= Matthias Schmidt =

German historian

Matthias Schmidt (born 1952) is a German historian and author who first revealed in a university dissertation and then in the book, Albert Speer: The End of a Myth, the role that Albert Speer had played in the Holocaust.

==History==

Schmidt earned his doctorate at the Friedrich Meinecke Institute for Historical Research at the Free University of Berlin. In 1980 he was given privileged access to the personal chronicle (diary) of Albert Speer that had hitherto been held privately by Rudolf Wolters, the long time friend and collaborator of Speer. After Speer's death Schmidt published a dissertation and then a book that for the first time detailed Speer's expulsion of the Jews from their Berlin homes and accused Speer of lying about his involvement in the Holocaust.

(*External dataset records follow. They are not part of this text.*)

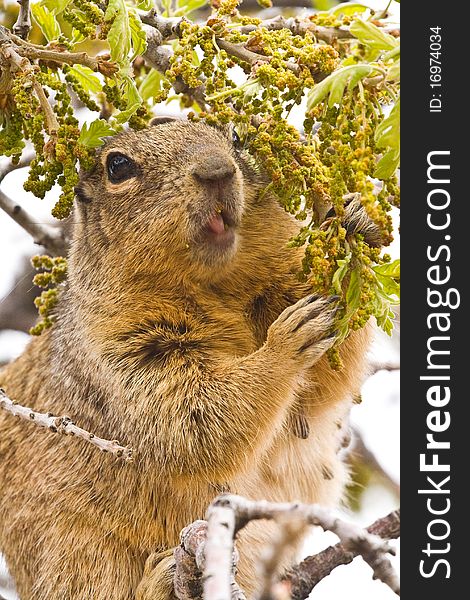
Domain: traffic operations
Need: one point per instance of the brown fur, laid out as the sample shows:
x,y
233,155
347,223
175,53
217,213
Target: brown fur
x,y
176,349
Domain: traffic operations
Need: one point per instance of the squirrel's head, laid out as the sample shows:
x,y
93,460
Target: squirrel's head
x,y
175,188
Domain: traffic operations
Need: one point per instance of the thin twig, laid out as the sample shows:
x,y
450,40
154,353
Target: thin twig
x,y
302,578
52,125
53,239
290,533
229,513
303,26
22,27
63,425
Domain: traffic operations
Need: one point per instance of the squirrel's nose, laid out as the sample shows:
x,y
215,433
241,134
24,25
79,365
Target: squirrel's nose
x,y
214,168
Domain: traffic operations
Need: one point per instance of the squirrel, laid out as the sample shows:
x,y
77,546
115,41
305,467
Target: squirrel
x,y
184,332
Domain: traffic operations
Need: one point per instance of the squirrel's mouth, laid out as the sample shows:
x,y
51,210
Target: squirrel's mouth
x,y
220,228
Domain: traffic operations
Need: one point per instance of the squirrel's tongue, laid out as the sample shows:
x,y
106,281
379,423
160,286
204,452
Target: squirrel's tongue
x,y
216,224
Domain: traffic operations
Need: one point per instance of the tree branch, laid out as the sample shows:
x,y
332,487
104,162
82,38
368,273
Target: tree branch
x,y
303,26
306,575
22,27
63,425
51,238
229,513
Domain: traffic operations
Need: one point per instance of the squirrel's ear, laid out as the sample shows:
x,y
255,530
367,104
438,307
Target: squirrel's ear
x,y
162,119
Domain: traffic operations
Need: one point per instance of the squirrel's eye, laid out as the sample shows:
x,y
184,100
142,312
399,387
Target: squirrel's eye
x,y
120,167
236,138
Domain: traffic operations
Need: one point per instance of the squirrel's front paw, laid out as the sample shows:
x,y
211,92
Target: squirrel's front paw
x,y
157,581
304,331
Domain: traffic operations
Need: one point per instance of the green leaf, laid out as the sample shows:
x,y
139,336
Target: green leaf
x,y
389,269
87,78
348,8
336,83
388,164
139,39
353,295
372,36
340,273
119,34
390,287
131,95
46,21
55,6
91,135
394,71
385,321
387,134
188,6
151,84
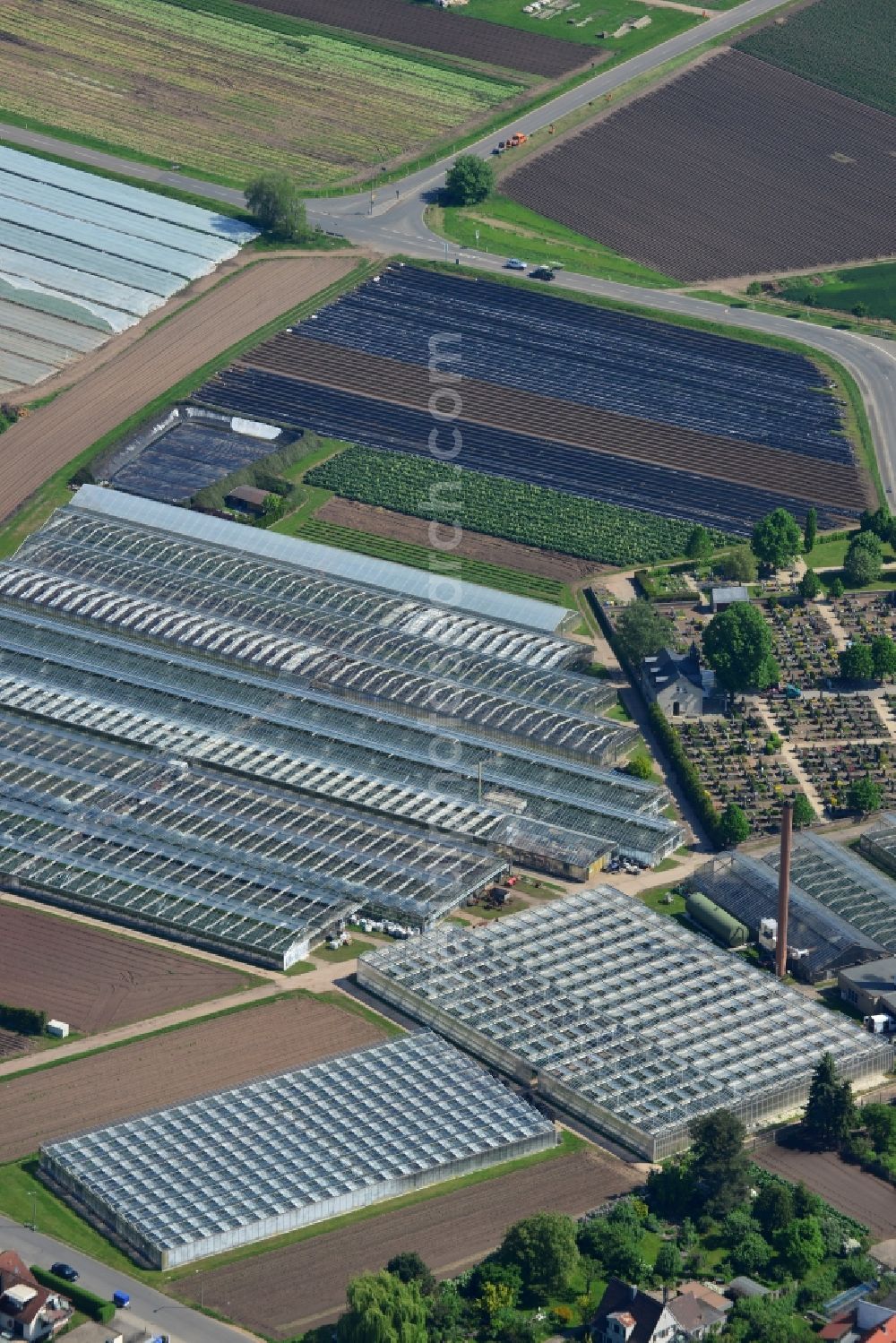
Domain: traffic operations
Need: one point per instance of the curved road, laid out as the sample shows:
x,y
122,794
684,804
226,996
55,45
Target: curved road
x,y
392,220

==Albert Speer: The End of a Myth==
Schmidt wrote Albert Speer: The End of a Myth. The book was reviewed by Henry A. Turner Jr. in The New York Times. Turner wrote "By demolishing Speer's carefully tailored image of himself, Matthias Schmidt has contributed to setting the record straight" and "Through some resourceful research, he has compiled an impressive catalogue of discrepancies between Speer's postwar versions of his career and the documented record, which Mr. Schmidt has augmented with some hitherto unused materials". A review in Kirkus said "from records in the possession of Speer's closest associate, and other researches, German historian Schmidt (Free Univ. of Berlin) sets forth Speer's verifiable role in the Nazi hierarchy and his literary strategems to conceal it. The documentation is damning, the account stinging."